Ações da Braskem despencam após impasse com credores e riscos judiciais

As ações da Braskem registraram uma queda acentuada nesta quinta-feira (18), chegando a recuar quase 12% e atingindo o menor nível do ano. O movimento do mercado reflete a combinação de dois fatores críticos: a dificuldade da companhia em avançar na reestruturação de suas dívidas e o aumento dos riscos jurídicos relacionados ao desastre socioambiental em Maceió, Alagoas.

Analistas do UBS BB alertaram para a situação financeira desafiadora da empresa no curto prazo.
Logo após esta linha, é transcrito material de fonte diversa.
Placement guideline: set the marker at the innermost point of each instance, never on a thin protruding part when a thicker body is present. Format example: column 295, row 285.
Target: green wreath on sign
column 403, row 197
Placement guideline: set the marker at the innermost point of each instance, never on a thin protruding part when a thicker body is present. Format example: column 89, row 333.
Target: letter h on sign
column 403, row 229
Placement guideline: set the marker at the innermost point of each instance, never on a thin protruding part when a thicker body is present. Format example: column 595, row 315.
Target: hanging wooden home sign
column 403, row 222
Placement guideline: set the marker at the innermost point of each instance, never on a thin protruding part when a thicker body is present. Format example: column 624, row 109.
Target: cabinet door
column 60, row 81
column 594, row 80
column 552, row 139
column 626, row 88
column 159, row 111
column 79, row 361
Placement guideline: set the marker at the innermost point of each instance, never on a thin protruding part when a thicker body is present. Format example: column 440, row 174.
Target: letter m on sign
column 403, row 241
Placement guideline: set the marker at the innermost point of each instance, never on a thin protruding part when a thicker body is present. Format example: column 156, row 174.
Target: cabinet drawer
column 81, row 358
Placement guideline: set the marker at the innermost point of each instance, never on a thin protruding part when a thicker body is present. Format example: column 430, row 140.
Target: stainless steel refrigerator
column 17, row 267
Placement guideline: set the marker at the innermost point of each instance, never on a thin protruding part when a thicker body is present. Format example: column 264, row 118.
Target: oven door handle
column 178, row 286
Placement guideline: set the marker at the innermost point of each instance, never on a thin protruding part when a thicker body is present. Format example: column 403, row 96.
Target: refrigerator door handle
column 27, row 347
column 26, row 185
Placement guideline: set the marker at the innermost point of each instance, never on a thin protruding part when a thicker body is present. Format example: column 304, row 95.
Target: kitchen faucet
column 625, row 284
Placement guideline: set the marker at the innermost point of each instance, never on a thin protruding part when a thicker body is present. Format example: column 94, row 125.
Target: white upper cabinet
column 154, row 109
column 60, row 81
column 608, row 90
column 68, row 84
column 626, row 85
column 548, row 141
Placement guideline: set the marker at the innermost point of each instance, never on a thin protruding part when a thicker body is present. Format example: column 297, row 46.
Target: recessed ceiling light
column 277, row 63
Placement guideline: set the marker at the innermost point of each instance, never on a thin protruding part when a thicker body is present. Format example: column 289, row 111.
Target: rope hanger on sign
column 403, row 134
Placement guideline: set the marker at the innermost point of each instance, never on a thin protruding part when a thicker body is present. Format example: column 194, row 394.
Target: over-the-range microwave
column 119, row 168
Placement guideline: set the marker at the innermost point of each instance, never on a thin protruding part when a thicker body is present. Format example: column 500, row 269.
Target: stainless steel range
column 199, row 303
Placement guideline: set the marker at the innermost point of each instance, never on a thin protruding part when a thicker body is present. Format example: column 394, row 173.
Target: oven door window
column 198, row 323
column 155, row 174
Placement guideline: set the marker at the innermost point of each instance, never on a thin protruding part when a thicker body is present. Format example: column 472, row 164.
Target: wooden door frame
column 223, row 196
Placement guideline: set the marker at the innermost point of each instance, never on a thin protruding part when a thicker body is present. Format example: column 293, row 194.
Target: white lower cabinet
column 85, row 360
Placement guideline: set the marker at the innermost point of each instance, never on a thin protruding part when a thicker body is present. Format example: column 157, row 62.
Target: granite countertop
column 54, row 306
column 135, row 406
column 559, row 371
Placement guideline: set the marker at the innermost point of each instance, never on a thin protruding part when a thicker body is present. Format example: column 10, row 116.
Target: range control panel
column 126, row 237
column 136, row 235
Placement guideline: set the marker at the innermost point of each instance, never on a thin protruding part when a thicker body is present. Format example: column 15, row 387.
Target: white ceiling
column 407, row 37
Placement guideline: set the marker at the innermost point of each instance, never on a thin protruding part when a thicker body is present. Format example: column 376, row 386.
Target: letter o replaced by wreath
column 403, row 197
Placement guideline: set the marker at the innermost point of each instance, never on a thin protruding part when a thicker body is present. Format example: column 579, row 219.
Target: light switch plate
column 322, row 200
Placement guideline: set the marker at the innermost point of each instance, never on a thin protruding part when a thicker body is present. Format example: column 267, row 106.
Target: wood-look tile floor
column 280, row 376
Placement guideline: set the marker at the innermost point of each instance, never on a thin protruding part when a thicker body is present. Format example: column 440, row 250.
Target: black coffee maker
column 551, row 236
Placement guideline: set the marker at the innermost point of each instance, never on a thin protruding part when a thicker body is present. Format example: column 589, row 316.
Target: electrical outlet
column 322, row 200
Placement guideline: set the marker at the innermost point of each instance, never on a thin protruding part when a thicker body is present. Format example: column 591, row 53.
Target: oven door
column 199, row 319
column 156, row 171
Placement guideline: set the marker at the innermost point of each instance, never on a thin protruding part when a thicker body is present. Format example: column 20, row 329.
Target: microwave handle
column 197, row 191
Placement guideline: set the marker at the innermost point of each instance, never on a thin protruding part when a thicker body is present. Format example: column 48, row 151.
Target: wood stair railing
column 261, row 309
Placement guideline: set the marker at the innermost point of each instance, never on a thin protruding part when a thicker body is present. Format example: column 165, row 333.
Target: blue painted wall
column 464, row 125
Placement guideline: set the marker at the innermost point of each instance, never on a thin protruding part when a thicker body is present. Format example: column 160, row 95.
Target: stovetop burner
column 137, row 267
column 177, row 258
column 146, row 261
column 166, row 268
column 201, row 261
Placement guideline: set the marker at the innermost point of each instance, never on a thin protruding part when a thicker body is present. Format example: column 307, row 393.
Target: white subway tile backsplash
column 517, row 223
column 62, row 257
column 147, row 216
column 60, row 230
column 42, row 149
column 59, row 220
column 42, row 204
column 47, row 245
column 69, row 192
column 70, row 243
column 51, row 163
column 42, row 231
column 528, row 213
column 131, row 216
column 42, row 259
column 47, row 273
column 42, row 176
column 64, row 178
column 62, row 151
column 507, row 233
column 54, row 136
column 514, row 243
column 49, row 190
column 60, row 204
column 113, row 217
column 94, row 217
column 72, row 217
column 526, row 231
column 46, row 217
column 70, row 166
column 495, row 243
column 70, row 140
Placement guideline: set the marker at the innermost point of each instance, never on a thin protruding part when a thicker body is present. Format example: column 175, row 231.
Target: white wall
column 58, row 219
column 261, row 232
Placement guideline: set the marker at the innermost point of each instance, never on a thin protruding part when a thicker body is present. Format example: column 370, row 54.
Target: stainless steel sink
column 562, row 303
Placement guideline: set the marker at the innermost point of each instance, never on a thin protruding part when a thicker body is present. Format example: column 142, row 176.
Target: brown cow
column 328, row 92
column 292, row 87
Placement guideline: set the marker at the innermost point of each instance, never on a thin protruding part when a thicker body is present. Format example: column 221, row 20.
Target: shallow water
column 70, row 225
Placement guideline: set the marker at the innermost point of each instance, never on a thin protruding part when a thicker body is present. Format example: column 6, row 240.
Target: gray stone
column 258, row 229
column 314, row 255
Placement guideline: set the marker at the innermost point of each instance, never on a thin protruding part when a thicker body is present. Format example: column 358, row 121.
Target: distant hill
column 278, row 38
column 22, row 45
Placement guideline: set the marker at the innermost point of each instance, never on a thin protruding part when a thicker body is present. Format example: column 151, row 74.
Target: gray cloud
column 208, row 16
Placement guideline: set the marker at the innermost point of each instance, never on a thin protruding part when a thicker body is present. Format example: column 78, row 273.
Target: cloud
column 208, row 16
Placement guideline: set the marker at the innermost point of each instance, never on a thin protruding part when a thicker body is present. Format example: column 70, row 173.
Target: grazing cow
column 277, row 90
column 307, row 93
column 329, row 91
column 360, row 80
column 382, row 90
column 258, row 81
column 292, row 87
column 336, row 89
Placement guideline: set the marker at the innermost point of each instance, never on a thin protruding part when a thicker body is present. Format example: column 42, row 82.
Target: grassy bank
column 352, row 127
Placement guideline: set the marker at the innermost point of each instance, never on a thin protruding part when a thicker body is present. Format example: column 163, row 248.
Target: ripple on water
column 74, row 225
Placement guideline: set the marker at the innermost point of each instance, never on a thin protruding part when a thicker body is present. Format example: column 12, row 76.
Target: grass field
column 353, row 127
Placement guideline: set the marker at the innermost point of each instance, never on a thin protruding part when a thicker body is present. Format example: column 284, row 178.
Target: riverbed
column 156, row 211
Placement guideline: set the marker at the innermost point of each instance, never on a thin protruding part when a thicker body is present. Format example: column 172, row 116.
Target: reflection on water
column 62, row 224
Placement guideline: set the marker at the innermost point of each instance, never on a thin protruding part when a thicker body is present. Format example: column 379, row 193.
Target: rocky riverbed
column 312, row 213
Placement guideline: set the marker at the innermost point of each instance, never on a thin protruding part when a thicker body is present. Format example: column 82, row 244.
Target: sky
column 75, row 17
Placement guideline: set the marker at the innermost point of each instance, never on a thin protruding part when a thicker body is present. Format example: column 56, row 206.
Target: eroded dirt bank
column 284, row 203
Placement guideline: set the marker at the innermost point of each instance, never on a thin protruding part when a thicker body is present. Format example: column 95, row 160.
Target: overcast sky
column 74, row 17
Segundo o relatório, as incertezas sobre a capacidade da Braskem de honrar suas obrigações financeiras imediatas devem continuar provocando volatilidade nas ações, mesmo com um cenário mais favorável para as margens de lucro do setor petroquímico.

A oscilação dos papéis é drástica quando comparada ao início do ano. Em março, as ações da Braskem atingiram a máxima intradia de R$ 13,78. Já nesta quinta-feira, por volta das 14h35, os papéis eram negociados a R$ 7,67, com queda de 8,36%. No ponto mais baixo do dia, as ações chegaram a R$ 7,40, o menor valor registrado desde 19 de dezembro de 2025.

O impasse financeiro envolve a Braskem e seu novo acionista controlador, o IG4 Capital. De acordo com informações da Bloomberg, a empresa enfrenta dificuldades para conseguir o apoio necessário dos credores para implementar uma proposta de reestruturação extrajudicial das dívidas.

Fontes ouvidas pela agência indicam que parte dos credores rejeita os termos propostos por considerar que a proposta favorece alguns grupos em detrimento de outros. Além disso, há questionamentos sobre as garantias oferecidas pela petroquímica e a ausência de uma opção que permitisse aos credores converter a dívida em participação acionária na companhia.

Apesar da pressão, fontes ouvidas pela revista “Veja” afirmam que a Braskem descarta, no momento, recorrer à recuperação judicial, mantendo os esforços para chegar a um acordo com seus credores.

Sobre a situação de liquidez, os analistas do UBS BB foram diretos: “De modo geral, entendemos que o caminho da empresa para uma solução de liquidez permanece incerto e pode incluir risco de diluição para acionistas minoritários”. O banco manteve a recomendação neutra para os papéis, acrescentando que “embora consideremos que a empresa possa superar esses desafios e alcançar uma perspectiva mais construtiva no médio e longo prazo, as incertezas ao longo desse caminho sustentam nossa recomendação neutra”.

Recentemente, os acionistas da Braskem aprovaram mudanças no estatuto que dão ao conselho de administração o poder de decidir sobre um pedido de recuperação extrajudicial. Em casos de urgência, o colegiado também poderá deliberar sobre recuperação judicial ou até a confissão de falência.

Paralelamente à crise financeira, a Justiça Federal em Alagoas tornou a Braskem e ex-dirigentes réus em um processo que apura as responsabilidades pelo desastre socioambiental em Maceió. Para o mercado, essa decisão judicial amplia os riscos jurídicos e agrava os danos à imagem da companhia, pressionando ainda mais o valor das ações.